A Quebec-based group named Nordique Nation cheers inside

A Quebec-based group named Nordique Nation cheers inside the Nassau Coliseum during the NHL hockey game between the Atlanta Thrashers and the New York Islanders. (Dec. 11, 2010) (Credit: AP)

A 22-bus fleet carried about 1,100 fans calling themselves the "Nordiques Nation" to Nassau Coliseum last night, a mission to express their desire for the return of an NHL team to Quebec.

The Canadians - who split and flanked the upper decks behind both nets - held a boisterous pre-game demonstration to to show that their passion for another team deserves the league's attention.

Financial struggles forced their beloved Quebec Nordiques to relocate to Colorado back in 1995, but their fervent fandom has not ceased.

"Fifteen years ago our team was sent to Colorado, so we're here to get them back. We're just trying to show that we deserve a team. We're trying to send a message to the league and to Gary Bettman," said 29-year-old Olivier Lettre, of Trois Rivieres, Quebec.

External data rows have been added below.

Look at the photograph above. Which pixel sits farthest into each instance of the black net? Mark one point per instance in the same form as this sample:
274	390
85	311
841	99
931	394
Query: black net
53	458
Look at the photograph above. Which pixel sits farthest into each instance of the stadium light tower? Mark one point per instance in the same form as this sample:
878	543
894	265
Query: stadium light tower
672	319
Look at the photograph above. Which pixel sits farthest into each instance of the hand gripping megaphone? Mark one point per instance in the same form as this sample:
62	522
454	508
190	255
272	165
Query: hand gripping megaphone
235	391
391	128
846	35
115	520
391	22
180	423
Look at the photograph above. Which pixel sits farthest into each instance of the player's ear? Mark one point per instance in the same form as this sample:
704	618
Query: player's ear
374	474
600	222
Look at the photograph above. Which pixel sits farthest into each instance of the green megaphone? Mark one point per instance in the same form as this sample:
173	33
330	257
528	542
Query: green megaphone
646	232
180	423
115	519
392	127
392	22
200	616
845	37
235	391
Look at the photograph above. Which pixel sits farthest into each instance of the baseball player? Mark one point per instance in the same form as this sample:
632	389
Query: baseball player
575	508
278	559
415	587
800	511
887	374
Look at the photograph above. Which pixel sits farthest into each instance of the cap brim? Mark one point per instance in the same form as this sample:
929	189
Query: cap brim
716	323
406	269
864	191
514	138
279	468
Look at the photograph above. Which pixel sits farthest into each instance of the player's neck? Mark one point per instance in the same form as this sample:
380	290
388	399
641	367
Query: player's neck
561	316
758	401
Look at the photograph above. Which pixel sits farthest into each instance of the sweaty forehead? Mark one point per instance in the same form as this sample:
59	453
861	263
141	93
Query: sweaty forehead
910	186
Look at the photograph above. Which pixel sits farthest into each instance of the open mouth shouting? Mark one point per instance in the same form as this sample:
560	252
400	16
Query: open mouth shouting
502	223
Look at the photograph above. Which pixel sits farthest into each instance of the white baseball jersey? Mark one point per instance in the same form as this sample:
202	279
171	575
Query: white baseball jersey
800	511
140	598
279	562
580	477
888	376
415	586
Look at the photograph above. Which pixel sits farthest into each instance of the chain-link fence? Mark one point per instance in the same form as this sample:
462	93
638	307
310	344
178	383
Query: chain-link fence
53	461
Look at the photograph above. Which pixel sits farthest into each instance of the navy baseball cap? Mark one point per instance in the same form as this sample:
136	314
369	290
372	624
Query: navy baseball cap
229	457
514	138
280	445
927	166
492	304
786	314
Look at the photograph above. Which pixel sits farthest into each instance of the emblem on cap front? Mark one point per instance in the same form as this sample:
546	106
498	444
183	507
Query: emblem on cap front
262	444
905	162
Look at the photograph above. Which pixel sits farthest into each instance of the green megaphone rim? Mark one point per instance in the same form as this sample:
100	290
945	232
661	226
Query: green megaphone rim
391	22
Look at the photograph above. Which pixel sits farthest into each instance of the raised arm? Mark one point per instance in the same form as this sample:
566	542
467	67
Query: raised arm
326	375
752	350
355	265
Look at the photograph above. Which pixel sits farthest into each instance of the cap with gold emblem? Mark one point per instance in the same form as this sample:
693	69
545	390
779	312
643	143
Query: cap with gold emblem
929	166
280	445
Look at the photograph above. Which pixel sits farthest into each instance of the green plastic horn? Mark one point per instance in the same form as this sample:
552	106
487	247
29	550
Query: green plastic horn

Their demonstration comes at a time when the Islanders seem to be hitting rock bottom - ranking 29th in attendance and facing the death of the team owner Charles Wang's massive plan for a new arena, the Lighthouse Project.

And there was the Islanders 19th loss in their last 20 games, a come-from-behind 5-4 win for the Atlanta Thrashers. Blake Comeau scored the Islanders' first power-play goal in 47 chances at 18:44 of the third. The Islanders had gone 12 straight games without scoring on the power play.

Addressing the media before the game, general manager Garth Snow said there was "nothing new to report," in the Islanders pursuit of a new facility.

"We're here through 2015 and we're going to honor the lease," said Snow, who was drafted by the Nordiques back in 1987.

Members of Nordiques Nation stressed that they were not specifically targeting the Islanders. The Thrashers are struggling with attendance, too. Coupled with Atlanta's lack of hockey tradition, the Thrashers may be more susceptible to a relocation pitch.

"This is not meant to be anything bad about the Islanders, but we just want to show that we want a team in Quebec," said Caroline Matte, 35, of Quebec City.

"It was just the closest place we could find a game between two teams that are both struggling," Lettre said.

The proximity to Long Island (Quebec City is about a nine-hour drive from Uniondale) and the Nassau Coliseum's over-abundance of empty seats (the team entered last night averaging 10,770, better only than the Phoenix Coyotes), made last night's contest an ideal location to stage their event.

"We want to go to Nassau Coliseum because they have a lot of empty seats," Nordiques Nation member Sebastian Julien said.

The Islanders have drawn less than 10,000 fans on four occasions this season and have not had a sellout (16,234).

"There are a lot of variables that go into the attendance. It isn't there right now and obviously winning is a big part of that," Snow said before the game. "There are other ingredients, as well a tough economy and so on. We need to win hockey games and get them back in the building."

Islanders fan James Lombardo, 26, of Floral Park, said he wasn't bothered by the gathering of the Islanders' northern neighbors. Instead, he hoped it would create some buzz sorely lacking in previous weeks.

"There's never anyone here so it should be pretty cool - for the atmosphere - to have more people and some noise," Lombardo said.